Ma mémoire étant le chien fidèle de mon âge, mon accès au Goulag ne passe plus que par la figure tutélaire de Soljenitsyne et "la journée d'Yvan Denissovitch" ce qui rétrécit, quelque peu ma
navigation, dans l'archipel; non que je dénie à cet immense auteur le talent qu'il mérite mais parce qu'il ne fut pas le premier à m'y faire louvoyer et que dans ces asiles où le vrai fou se
garda bien de séjourner, il y eut des témoignages plus émouvants et plus intimes et Chalamov garde dans mon esprit une tendresse particulière. Pourquoi parler de Goulag dont le mot n'évoque
plus rien chez les plus jeunes comme si le temps devrait toujours effacer l'histoire et la culture, tel que le faisait le despote géorgien qui en exécutant son camarade l'effaçait en même temps de
l'histoire. Mais le despote a fini par avoir raison, l'histoire a gommé les noms des bourreaux et des victimes et les dissidents des dictatures ne sont que monceaux de limbes qu'accumulent
des lettrés inaudibles dans la fureur du présent. Passe encore pour les bourreaux Gerö, Rakosi, Novotni, Kadar, mais que sont devenus dans le cheminement du temps, les Nagy, Dubek et autres
Losonczy ou Gomulka. Ils se terrent plutôt que gêner ceux qui leur ont succédé en dissidence et qui fait ont fait déraper la train qu'ils avaient lancé sur la bonne voie. Mais ne devrions pas
nous interroger sur l'absence de balises visibles et l'irrégularité des tracés que nous leur avons fournies. La table du festin européen où nous les avions conviés dressait elle les mets que
leurs peuples attendaient? Pourquoi des dissidents tels Havel, Gérémiek, Mitchnik, Walésa et tant d'autres ont ils rompu avec la voie intermédiaire qui fut le credo de leurs intellectuels et se
sont jetés dans la jungle anglo saxonne sans une once d'hésitation?
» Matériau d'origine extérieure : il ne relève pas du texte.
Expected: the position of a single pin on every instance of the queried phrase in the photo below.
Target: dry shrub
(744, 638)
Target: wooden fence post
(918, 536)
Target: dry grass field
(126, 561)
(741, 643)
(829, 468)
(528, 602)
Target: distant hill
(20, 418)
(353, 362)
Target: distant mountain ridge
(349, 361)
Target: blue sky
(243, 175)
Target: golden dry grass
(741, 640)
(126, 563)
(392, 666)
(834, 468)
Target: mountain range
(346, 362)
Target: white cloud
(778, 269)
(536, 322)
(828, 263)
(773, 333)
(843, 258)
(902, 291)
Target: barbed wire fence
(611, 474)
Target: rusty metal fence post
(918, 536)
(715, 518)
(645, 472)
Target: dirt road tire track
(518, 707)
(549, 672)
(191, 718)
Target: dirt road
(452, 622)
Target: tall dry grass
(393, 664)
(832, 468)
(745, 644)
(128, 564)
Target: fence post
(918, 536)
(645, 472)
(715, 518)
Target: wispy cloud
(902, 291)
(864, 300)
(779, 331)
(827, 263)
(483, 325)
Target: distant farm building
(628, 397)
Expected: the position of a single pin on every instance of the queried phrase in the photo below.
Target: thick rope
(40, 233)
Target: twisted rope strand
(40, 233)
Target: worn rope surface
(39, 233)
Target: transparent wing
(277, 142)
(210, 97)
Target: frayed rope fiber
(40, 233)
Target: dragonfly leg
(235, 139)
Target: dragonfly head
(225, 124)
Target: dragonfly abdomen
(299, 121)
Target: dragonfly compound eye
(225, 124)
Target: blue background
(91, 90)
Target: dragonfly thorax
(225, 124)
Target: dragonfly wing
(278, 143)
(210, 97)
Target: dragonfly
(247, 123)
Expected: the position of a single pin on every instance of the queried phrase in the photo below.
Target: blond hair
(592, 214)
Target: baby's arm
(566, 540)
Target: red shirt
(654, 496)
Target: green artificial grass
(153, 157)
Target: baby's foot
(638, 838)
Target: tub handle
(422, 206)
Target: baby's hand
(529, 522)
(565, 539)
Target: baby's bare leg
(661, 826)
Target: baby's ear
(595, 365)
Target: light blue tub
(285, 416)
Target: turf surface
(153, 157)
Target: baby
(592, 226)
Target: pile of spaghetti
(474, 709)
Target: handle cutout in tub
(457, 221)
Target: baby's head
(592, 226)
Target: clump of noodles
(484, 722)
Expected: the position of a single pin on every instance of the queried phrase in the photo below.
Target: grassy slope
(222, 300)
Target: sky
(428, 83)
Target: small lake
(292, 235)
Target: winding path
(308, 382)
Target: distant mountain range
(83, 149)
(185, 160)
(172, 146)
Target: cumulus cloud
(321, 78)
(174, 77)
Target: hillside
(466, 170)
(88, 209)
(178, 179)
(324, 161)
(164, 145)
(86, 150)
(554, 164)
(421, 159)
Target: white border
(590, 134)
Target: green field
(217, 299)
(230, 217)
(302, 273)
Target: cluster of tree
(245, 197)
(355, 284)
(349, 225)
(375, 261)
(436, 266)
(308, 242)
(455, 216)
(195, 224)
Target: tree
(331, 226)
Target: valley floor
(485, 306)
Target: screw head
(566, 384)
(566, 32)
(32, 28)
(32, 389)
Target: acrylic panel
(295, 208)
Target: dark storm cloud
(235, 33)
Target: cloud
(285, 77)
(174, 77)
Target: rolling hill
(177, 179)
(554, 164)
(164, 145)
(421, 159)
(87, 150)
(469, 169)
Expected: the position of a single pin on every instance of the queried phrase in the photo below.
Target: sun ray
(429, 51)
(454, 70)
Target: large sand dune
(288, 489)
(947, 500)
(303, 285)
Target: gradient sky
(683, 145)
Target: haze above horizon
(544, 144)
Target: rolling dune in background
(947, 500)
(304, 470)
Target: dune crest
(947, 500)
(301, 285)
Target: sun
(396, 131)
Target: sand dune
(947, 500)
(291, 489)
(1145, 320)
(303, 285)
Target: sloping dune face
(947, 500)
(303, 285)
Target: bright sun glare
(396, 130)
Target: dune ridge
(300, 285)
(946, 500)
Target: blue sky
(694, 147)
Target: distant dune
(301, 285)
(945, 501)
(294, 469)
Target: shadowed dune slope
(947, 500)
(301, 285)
Parce que nous ne leur avons rien offert d'autre.Parce que nous n'avions rien à leur offrir! Que la droite schismatique entre un
nationalisme étriqué et une aventure vers le grand large avec une boussole ayant perdu le nord n'ait eu que son arrogance à exhiber lors des choix difficiles qu'ils ont eu à adopter lors de
la guerre d'Irak, mais la gauche qu'elle maison leur a t'elle construite; quelles perspectives leur a t'elle ouvertes, quels rêves réalistes leur a 't'elle laissés entrevoir. Comment les pays de
ces enfants chéris de la dissidence, de ces enfants choyés auxquels nous dressions quotidiennement des louanges sont ils devenus ceux des plombiers que nous stigmatisons? Jan Palach serait il mort
pour rien pour voir son pays sauter de la bouche d'un ogre à celle d'un autre. Tout simplement parce que nous avons bâti une Europe de la désunion, une Europe de la concurrence, une Europe de
requins, une Europe sans âme, déshumanisée, une Europe de la rivalité exacerbée entre les peuples, une Europe du mépris pour les ethnies, une Europe sans fondations sociales, une Europe de bas
salaires où naît un rêve américain, une Europe sans fraternité, une Europe renfermée sur elle même et sans ouverture sur le monde. Qu'attendons nous pour en formuler une autre plus
équilibrée, plus progressive, plus accueillante et plus fraternelle. Alors l'Europe pourra constituer un idéal d'unité et de justice sociale où le goulash fera partie intégrante de la cuisine
européenne.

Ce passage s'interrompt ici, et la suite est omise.